Savoy Cabbage Salad with Salt-and-Pepper Chicken

Nutrition Facts
  • cal. (kcal) 301
Savoy Cabbage Salad with Salt-and-Pepper Chicken
  • Makes: 4 servings
  • Start to Finish: 30 mins
  • Carb Grams Per Serving: 36


  • 4 cups thinly sliced savoy cabbage
  • 4 cups thinly sliced celery
  • 2 cups thinly sliced red bell pepper
  • 2 cups thinly sliced scallions
  • 1/2 cup chopped fresh cilantro
  • 1/4 cup rice-wine vinegar
  • 2 tablespoons honey
  • 2 tablespoons molasses
  • 1 tablespoon peanut oil
  • 1/2 teaspoon red chile sauce
  • 1/2 teaspoon kosher salt, divided
  • 1/2 teaspoon freshly ground black pepper, divided
  • 1/4 cup coarsely chopped peanuts
  • 2 garlic cloves, minced
  • 1 boneless, skinless chicken breast
  • 1-inch piece of ginger, peeled and minced


  1. In a large bowl, toss together first five ingredients.
  2. In a blender, combine next seven ingredients until smooth; season with half of the salt and pepper.
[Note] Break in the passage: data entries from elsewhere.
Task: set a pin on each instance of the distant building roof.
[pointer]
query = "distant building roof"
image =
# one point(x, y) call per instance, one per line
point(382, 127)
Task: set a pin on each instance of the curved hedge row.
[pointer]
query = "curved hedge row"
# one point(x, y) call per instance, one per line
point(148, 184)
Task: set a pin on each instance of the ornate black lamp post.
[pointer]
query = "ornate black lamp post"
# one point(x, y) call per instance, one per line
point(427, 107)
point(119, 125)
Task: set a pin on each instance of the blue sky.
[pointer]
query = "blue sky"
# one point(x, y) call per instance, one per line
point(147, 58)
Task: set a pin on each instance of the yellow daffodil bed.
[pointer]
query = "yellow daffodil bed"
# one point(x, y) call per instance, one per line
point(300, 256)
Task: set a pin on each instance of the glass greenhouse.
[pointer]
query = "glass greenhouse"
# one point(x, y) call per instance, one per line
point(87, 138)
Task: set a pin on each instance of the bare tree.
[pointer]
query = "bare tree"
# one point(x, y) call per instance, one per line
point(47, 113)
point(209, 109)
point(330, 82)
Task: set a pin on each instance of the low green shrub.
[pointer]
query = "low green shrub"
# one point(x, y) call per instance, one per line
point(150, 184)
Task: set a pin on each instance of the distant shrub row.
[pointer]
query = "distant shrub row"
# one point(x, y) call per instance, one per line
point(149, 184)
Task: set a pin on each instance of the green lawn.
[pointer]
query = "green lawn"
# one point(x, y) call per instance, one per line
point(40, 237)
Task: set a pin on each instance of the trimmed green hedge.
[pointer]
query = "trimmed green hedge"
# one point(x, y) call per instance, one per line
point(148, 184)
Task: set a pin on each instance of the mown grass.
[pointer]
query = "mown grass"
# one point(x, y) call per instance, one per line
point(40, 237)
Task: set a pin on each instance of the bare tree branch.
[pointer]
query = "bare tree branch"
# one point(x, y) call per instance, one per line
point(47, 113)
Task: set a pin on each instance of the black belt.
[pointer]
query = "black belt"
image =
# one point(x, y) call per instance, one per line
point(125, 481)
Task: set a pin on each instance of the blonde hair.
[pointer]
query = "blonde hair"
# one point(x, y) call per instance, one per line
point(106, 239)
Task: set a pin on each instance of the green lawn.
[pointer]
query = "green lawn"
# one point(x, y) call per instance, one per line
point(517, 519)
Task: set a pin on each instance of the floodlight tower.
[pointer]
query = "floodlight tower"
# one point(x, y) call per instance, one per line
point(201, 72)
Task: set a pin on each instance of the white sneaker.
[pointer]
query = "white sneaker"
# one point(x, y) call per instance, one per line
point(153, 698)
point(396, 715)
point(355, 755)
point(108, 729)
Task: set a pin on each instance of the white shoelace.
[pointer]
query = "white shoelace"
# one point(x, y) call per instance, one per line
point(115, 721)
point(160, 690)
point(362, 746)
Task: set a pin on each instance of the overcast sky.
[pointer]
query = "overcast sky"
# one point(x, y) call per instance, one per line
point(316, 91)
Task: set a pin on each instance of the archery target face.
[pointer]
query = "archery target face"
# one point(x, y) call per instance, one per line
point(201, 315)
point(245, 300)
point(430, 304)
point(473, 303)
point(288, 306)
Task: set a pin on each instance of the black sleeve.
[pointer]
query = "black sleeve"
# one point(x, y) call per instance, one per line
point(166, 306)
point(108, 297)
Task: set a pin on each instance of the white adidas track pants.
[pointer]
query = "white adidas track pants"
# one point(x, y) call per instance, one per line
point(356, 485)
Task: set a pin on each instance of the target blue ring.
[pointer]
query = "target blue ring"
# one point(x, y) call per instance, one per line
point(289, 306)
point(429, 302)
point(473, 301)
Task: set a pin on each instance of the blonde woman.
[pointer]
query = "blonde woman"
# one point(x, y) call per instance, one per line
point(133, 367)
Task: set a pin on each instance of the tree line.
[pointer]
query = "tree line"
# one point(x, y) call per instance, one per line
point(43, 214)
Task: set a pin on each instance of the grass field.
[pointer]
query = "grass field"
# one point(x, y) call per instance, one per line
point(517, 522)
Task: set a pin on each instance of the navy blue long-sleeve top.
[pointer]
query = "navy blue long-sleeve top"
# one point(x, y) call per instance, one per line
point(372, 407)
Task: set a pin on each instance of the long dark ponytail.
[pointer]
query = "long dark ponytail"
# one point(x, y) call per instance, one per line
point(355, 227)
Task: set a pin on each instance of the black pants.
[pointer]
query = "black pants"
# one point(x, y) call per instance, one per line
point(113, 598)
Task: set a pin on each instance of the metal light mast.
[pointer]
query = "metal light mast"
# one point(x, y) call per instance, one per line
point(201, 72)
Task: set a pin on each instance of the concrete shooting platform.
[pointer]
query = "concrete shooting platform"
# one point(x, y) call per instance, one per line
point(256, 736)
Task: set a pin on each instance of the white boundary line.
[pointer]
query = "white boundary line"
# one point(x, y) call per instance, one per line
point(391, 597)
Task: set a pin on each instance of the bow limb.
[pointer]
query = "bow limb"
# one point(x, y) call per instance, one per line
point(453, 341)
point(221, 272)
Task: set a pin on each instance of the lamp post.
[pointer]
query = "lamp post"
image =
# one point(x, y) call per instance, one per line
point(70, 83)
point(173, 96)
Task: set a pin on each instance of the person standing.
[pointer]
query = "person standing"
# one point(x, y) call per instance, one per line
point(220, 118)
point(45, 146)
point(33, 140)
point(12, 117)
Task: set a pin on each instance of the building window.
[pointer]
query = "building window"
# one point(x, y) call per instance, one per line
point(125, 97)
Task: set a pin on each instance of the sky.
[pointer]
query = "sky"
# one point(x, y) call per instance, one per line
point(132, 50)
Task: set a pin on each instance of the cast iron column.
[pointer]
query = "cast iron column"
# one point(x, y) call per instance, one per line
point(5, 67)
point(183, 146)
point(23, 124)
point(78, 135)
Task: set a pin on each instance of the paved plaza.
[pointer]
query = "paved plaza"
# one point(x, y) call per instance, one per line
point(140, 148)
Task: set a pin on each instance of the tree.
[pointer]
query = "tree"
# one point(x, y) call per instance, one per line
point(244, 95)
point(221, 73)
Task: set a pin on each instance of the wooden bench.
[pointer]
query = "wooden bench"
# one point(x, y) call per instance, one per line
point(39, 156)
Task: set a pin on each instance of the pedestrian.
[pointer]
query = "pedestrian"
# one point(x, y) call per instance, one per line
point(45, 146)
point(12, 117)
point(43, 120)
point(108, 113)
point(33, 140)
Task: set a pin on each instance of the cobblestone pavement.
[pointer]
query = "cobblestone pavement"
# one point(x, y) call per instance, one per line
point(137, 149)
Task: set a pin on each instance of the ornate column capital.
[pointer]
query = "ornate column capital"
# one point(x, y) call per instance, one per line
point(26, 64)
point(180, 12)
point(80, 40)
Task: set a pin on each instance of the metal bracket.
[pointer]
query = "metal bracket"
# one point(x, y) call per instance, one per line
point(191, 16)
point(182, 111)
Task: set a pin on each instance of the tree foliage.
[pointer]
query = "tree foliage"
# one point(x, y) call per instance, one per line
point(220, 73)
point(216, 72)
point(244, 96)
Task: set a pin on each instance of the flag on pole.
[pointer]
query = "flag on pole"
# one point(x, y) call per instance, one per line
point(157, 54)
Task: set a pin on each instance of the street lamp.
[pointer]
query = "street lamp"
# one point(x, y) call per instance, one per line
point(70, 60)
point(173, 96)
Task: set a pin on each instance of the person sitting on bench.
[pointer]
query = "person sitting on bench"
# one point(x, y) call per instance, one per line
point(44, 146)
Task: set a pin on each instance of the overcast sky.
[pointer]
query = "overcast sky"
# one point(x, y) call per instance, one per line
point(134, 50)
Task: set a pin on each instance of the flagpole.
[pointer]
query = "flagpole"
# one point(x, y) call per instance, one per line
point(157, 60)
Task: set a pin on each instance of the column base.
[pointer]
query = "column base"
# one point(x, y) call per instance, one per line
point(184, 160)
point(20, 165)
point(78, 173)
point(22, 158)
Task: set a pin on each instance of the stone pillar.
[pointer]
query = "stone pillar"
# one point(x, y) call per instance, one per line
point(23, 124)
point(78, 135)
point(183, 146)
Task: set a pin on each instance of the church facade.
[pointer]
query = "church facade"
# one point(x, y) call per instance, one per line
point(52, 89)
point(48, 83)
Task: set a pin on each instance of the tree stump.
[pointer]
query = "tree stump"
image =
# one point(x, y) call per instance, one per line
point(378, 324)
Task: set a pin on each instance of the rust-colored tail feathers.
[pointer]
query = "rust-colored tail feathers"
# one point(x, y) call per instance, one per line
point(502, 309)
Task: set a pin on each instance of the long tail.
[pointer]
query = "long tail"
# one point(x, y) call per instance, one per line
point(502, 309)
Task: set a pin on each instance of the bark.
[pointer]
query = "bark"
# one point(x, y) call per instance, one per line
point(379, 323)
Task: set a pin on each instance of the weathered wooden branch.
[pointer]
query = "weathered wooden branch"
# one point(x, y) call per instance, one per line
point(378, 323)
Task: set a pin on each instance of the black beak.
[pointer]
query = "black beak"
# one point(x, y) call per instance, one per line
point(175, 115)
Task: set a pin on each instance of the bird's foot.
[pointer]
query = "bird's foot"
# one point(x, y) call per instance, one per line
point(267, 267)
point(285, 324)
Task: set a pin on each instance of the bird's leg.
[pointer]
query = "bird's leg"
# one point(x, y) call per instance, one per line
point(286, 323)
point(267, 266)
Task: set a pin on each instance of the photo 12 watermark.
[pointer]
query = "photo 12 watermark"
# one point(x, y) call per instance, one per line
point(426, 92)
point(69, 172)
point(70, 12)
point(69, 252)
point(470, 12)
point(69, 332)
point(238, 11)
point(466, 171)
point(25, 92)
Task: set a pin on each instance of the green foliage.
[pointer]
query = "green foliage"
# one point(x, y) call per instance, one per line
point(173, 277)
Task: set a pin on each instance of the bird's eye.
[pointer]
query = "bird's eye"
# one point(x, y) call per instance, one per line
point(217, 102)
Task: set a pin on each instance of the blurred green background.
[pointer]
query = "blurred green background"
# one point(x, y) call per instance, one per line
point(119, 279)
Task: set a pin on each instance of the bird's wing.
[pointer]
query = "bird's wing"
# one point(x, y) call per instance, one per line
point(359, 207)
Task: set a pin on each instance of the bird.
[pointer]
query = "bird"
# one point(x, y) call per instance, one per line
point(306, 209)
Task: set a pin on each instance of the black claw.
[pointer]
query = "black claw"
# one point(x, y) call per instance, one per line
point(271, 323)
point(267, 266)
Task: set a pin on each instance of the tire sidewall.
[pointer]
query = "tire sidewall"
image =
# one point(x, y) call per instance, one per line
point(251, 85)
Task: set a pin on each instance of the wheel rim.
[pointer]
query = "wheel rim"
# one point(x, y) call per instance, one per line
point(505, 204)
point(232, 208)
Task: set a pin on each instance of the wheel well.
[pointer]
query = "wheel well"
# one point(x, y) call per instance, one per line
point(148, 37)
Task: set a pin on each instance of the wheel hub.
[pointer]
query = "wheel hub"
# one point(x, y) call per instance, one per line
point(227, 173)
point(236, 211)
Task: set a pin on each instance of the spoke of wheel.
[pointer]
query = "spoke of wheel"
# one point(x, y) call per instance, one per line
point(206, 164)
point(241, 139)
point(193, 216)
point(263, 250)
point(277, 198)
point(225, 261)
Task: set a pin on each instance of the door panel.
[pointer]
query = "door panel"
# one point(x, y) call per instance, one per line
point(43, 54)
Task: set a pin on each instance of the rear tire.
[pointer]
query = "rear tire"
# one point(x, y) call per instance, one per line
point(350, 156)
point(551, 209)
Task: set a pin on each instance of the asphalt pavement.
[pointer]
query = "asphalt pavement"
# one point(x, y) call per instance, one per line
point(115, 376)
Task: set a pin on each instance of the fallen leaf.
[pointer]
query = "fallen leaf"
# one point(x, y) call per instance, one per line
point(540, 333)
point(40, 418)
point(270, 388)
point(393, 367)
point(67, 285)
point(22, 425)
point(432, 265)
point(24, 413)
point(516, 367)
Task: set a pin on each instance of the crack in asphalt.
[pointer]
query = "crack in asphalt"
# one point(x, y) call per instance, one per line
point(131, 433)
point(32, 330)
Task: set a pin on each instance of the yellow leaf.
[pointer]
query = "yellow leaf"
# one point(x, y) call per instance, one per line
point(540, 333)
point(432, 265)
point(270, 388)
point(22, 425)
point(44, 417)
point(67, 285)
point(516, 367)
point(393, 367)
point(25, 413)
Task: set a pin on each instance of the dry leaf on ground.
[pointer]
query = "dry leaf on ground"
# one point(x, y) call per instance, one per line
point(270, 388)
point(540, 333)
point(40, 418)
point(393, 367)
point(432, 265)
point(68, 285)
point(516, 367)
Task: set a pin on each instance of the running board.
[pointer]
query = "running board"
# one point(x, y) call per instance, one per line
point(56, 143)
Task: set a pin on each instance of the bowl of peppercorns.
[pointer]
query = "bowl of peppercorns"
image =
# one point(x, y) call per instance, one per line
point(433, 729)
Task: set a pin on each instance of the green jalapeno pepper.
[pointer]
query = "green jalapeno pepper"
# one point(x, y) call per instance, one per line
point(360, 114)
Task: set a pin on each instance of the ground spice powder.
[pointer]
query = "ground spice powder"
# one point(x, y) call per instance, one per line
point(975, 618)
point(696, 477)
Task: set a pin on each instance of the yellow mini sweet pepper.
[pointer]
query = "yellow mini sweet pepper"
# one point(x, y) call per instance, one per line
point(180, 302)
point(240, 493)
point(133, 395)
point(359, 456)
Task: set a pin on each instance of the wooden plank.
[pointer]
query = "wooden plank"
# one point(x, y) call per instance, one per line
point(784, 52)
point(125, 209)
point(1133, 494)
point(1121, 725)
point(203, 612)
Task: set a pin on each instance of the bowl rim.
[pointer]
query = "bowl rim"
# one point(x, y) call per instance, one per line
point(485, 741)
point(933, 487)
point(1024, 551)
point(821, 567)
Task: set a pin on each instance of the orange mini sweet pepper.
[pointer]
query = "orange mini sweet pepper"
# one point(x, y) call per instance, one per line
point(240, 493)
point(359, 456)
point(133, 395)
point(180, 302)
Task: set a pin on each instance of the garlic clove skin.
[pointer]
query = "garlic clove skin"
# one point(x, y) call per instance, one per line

Season chicken with remaining salt and pepper.
  3. In a skillet, grill pan, or foil-covered grill over medium-high heat, cook chicken, turning once, 10 minutes, or until cooked through. Remove and let cool slightly.
  4. Shred chicken into a small bowl. Add 2 tablespoons dressing and toss well to coat.
  5. Toss remaining dressing with salad; evenly divide among four plates, top with chicken, and sprinkle with peanuts.

Nutrition Information

Servings Per Recipe: 4
PER SERVING: 301 cal., 10 g total fat 36 g carb. (8 g fiber), 20 g pro.